« Or voici: dans la salle Sainte-Hélène, geôle de la psychiatrie, qui précédait immédiatement Sainte-Agathe aux confins du pavillon Sainte-Marie, il y avait une mutique qui restait dans son cabanon. Internée toute jeune, à quinze ans, elle eut la permission de revenir à la maison et prévint que si on la retournait à Saint-Jean-de-Dieu, jamais plus elle ne parlerait. Sa mère l'y retourna: depuis vingt-huit ans, elle n'a pas dit un seul mot. En 1970, en même temps que moi, s'amènent à Longue-Pointe Philippe et Edmée Koechlin, apôtres de la douceur, ennemis de toute contrainte, champions libérateurs. Ils prennent charge de Sainte-Hélène et consacreront une année à ses dix-sept recluses, dont Céline, la mutique, qui les intéresse tout particulièrement. Ils s'insinuent auprès d'elle, tous les moyens sont bons: ils jouent au papa et à la maman psychiatres. Chaque jour Philippe s'assoit auprès d'elle, lui parlant sans la toucher, tandis qu'Edmée lui tient la main. Ces gens saugrenus, ahurissants, aux-quels Céline ne s'attendait pas, venus spécialement pour elle de France, lui expliquant qu'« ils l'aiment comme l'une de leurs filles ». Et ils l'amènent se promener en auto. Comment Céline, après sa longue ténèbre, toute éblouie par la lumière, n'aurait-elle pas parlé? Elle parla, mettant fin à son mutisme de vingt-huit ans qui faisait toute sa grandeur. Elle se rendit compte de sa perte quand ses parents impromptus, tout fiers d'eux-mêmes, rentrèrent en France pour y céllébrer leur exploit dans un livre paru chez Maspero en 1973, Corridors de sécurité. Céline dira de Philippe Koechlin qu'il « avait une maudite face de serpent » et qu'ils étaient tous deux « des voleurs d'âme ».
Ils l'étaient, en effet, puisque sous des prétextes humanitaires ils avaient abusé d'elle pour la dépouiller du prodigieux silence dans lequel, démunie de tout, dans le plus grand désarroi, elle avait investi tout son coeur, toute son âme. C'est par le silence de Céline que j'ai appris ce que Mariette avait à me dire avec ses mots hachés menus sur une plainte trachérale, qu'on lui avait arraché la voix comme une dent avec un davier sanglant. Eût-elle réappris à parler, elle se fut avilie à des futilités, devenant une petite vieille quelconque. Au travers de ses supplices, elle, acquis une irremplaçable grandeur. La voix d'égorgée restait sans remède. Mariette avait atteint une sorte d'absolu devant lequel on n'a plus rien d'autre à faire qu'à s'incliner humblement. »

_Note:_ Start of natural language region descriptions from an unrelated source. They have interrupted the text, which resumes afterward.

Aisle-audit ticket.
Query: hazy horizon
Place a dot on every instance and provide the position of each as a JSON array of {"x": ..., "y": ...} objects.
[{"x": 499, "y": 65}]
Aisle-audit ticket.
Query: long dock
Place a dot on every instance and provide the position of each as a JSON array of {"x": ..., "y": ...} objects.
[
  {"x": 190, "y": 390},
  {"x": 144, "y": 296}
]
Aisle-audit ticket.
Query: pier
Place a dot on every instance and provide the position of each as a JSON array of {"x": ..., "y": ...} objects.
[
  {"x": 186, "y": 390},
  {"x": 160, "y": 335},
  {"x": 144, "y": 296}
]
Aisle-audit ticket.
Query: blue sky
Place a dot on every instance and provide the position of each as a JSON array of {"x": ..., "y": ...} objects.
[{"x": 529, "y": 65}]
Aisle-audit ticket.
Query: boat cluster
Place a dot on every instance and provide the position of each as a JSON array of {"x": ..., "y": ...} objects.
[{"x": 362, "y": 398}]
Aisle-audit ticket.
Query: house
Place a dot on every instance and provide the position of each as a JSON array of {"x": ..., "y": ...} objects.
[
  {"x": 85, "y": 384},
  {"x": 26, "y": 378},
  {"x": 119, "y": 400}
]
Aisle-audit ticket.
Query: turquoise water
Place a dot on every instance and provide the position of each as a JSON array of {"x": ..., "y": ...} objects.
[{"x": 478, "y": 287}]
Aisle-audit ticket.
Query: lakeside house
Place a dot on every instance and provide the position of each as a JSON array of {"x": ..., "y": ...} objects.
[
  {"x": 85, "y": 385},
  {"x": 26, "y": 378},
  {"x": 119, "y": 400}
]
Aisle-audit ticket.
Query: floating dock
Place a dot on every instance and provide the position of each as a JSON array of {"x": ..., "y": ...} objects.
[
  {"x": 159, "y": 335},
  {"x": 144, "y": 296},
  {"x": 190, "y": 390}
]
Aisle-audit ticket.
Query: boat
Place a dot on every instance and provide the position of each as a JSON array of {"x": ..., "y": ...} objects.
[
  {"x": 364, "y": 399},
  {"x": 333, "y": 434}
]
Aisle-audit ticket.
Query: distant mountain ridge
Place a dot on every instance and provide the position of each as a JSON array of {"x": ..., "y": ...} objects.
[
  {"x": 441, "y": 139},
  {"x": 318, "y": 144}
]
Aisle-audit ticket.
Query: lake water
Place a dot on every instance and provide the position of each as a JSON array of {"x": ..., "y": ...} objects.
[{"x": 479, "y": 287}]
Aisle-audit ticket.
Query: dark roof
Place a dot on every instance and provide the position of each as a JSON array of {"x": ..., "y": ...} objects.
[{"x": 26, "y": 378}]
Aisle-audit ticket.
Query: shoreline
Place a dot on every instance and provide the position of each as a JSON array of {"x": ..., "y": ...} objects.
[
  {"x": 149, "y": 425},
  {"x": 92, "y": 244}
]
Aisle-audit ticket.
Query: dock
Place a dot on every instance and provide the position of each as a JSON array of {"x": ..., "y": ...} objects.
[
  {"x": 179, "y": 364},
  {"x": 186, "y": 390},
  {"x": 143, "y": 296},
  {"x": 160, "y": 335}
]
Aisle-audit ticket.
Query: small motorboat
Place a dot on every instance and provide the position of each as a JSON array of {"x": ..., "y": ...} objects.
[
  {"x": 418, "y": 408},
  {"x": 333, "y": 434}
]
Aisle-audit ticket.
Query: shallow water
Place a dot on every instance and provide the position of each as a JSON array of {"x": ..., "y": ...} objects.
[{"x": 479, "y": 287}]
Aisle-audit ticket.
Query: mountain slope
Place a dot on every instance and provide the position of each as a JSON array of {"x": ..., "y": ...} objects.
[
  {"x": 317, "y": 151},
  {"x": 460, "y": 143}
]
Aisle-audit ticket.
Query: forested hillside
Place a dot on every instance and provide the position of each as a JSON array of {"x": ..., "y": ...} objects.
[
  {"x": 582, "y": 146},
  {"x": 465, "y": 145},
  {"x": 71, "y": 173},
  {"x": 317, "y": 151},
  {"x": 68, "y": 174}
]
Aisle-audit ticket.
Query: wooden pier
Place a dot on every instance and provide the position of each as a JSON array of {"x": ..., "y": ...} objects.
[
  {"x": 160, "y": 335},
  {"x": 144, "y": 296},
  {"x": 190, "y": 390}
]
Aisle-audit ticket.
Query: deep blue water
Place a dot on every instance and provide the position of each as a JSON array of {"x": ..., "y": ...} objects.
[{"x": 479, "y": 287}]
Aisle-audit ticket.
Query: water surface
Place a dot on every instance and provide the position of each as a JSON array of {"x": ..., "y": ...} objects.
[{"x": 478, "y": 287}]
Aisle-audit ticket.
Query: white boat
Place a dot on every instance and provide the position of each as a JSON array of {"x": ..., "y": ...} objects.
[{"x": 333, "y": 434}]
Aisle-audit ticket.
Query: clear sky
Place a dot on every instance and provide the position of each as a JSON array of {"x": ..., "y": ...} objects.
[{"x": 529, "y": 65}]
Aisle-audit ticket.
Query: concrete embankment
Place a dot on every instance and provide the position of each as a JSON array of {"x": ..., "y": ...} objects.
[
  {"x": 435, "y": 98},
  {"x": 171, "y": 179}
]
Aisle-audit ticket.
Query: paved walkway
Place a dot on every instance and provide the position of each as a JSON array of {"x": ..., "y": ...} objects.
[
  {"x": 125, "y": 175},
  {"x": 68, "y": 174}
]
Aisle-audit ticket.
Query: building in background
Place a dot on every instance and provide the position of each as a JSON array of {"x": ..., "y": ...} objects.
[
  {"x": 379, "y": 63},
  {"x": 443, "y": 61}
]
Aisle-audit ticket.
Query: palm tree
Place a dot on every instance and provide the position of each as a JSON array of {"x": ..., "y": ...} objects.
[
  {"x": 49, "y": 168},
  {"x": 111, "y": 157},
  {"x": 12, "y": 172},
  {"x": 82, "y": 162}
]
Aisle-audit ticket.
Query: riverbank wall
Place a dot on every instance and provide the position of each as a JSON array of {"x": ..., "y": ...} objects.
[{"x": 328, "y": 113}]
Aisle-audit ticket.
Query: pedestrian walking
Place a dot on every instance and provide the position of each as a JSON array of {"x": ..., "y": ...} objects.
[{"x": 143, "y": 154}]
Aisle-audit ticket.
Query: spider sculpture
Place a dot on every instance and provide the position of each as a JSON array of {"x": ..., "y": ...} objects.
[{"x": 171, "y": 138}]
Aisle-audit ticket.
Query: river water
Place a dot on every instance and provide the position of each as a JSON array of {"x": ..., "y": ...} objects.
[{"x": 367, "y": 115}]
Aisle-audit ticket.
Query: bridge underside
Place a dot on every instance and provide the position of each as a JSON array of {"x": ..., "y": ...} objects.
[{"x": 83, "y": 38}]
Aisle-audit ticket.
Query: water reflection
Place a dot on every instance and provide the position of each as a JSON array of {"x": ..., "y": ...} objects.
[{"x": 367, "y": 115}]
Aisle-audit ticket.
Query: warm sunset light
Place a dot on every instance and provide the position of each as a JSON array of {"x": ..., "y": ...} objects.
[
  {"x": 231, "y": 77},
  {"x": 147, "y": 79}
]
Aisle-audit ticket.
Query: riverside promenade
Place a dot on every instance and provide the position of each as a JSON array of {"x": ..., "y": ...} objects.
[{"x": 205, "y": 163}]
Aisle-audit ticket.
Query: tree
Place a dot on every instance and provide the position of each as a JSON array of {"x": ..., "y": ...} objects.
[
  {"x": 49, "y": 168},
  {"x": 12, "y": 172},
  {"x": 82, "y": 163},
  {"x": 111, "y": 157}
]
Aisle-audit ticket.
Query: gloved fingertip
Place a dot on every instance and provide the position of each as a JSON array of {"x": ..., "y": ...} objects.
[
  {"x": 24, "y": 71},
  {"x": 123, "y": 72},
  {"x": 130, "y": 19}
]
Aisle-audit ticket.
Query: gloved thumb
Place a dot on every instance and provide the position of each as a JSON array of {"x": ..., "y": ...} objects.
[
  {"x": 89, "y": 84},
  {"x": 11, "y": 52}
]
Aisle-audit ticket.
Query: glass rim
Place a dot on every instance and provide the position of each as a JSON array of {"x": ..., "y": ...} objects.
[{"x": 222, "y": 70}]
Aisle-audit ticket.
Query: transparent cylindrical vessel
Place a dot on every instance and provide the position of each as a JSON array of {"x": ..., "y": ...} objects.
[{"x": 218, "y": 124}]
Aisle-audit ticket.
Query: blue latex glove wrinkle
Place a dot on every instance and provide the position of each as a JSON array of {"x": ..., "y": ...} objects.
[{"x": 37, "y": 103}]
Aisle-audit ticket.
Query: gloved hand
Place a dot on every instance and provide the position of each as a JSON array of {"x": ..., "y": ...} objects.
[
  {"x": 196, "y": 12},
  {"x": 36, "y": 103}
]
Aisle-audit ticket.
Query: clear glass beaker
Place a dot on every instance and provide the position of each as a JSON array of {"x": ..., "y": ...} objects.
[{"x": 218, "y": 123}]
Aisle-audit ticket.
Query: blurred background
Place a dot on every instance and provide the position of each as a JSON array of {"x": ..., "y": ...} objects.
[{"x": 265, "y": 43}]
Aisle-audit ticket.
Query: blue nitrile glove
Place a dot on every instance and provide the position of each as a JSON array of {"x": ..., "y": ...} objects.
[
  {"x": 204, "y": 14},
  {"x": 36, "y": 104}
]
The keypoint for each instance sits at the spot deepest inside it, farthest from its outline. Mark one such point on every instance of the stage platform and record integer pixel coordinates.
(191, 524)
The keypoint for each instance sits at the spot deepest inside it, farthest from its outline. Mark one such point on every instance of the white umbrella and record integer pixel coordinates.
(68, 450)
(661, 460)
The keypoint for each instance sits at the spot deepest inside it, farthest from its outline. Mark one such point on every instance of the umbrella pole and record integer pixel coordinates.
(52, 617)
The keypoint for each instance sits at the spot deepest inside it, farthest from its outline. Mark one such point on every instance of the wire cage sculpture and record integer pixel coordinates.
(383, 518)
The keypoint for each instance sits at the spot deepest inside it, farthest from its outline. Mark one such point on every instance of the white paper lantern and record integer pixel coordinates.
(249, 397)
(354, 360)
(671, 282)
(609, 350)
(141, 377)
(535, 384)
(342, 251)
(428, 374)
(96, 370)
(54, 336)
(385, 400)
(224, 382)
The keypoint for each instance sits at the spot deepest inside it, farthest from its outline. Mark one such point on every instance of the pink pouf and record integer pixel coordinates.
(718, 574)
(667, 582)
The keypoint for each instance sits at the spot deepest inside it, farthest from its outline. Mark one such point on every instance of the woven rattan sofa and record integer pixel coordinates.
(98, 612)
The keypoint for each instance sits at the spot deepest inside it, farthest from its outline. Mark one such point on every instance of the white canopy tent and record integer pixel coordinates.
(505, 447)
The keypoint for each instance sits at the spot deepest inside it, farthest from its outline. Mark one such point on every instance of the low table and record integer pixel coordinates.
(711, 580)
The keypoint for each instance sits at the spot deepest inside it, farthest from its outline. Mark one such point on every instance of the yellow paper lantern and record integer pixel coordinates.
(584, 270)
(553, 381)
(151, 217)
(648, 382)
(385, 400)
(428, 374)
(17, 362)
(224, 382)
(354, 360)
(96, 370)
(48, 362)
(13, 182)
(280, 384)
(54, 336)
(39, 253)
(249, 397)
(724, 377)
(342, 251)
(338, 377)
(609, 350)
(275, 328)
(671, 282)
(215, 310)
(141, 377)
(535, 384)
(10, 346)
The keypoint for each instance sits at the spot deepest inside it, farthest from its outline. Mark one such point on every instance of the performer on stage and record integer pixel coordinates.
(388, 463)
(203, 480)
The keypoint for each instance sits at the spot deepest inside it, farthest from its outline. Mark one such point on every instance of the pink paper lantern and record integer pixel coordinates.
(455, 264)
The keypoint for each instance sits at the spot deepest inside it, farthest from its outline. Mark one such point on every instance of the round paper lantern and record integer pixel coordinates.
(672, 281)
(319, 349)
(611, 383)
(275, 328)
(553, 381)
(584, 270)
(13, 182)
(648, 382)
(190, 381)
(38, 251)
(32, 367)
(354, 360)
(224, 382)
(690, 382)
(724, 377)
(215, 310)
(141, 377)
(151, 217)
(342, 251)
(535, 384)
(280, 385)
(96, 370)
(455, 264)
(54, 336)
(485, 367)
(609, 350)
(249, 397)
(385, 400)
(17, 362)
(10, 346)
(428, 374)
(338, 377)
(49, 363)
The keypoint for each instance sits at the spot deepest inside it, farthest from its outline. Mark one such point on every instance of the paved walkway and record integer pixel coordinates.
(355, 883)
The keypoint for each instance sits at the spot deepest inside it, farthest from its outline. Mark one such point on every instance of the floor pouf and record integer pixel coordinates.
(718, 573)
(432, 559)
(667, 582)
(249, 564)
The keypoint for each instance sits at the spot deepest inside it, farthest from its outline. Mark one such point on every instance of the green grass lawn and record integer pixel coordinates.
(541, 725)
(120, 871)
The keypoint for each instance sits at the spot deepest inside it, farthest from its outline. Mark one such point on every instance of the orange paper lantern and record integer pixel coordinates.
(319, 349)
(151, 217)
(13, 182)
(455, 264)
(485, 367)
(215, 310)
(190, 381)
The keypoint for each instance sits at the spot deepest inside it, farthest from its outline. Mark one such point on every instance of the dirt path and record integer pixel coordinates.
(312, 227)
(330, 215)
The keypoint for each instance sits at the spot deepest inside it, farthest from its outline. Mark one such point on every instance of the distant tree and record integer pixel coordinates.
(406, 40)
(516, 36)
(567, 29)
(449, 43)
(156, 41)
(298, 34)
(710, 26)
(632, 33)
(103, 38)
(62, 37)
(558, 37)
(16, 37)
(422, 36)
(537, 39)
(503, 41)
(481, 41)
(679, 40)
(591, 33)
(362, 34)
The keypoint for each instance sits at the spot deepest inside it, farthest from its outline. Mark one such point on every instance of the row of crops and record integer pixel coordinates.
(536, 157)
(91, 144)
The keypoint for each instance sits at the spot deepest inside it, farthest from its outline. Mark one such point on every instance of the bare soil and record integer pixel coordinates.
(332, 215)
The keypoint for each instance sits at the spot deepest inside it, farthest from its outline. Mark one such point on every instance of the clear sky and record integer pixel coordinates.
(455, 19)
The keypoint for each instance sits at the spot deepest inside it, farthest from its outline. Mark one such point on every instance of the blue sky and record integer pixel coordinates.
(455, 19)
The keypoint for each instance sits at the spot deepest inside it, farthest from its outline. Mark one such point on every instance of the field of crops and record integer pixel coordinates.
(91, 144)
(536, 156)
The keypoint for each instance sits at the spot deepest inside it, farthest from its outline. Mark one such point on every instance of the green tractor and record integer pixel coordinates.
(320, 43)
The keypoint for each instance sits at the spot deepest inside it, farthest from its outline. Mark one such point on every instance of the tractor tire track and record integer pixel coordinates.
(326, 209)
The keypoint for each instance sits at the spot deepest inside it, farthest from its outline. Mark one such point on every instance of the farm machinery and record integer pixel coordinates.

Jacques Ferron, Extrait de La conférence inachevée, Le pas de Gamelin
sacrément dérangeant. J'ai été lire les premières pages de "corridor..." Je voulais ne pas rester sur ton texte qui condamne poétiquement la démarche des deux médecins. J'ai facilement trouvé "corridor" "Conférence" est pour l'instant moins facile. J'ai l'idée si le temps me le permet lire les deux pour enrichir ma pensée spontanée. Briser un voeu de silence est terrible et impensable dans d'autres environnement. Mais la motivation de ce voeu peut remettre en cause ce que j'ai écrit avant? Ce voeu est maladif ou? et? sublime? Tu as vu dans quel état je fini 2018. Autre question, ma douce se réveillera-t'elle assez tôt pour acheter les huîtres? Je passe cette fin d'année en tête à tête avec celle que j'ai rencontrée. Mon égoïsme me souhaite que du bonheur. Pareil pour toi et à bientôt sur les ondes digitales.
RépondreEffacerParfois ce qui a été fait au nom de la médecine, laisse souvent perplexe. Ferron qui était médecin, s'est beaucoup questionné sur les pratiques de la médecine et de la psychiatrie. Derrière les glorioles de plusieurs, on pourrait relever plusieurs horreurs qui sont passés sous silence. Les avancés se sont faits sur le dos de plusieurs reculs.
EffacerProfites bien des bonheurs qui s'offrent et qu'ils durent pour la prochaine année.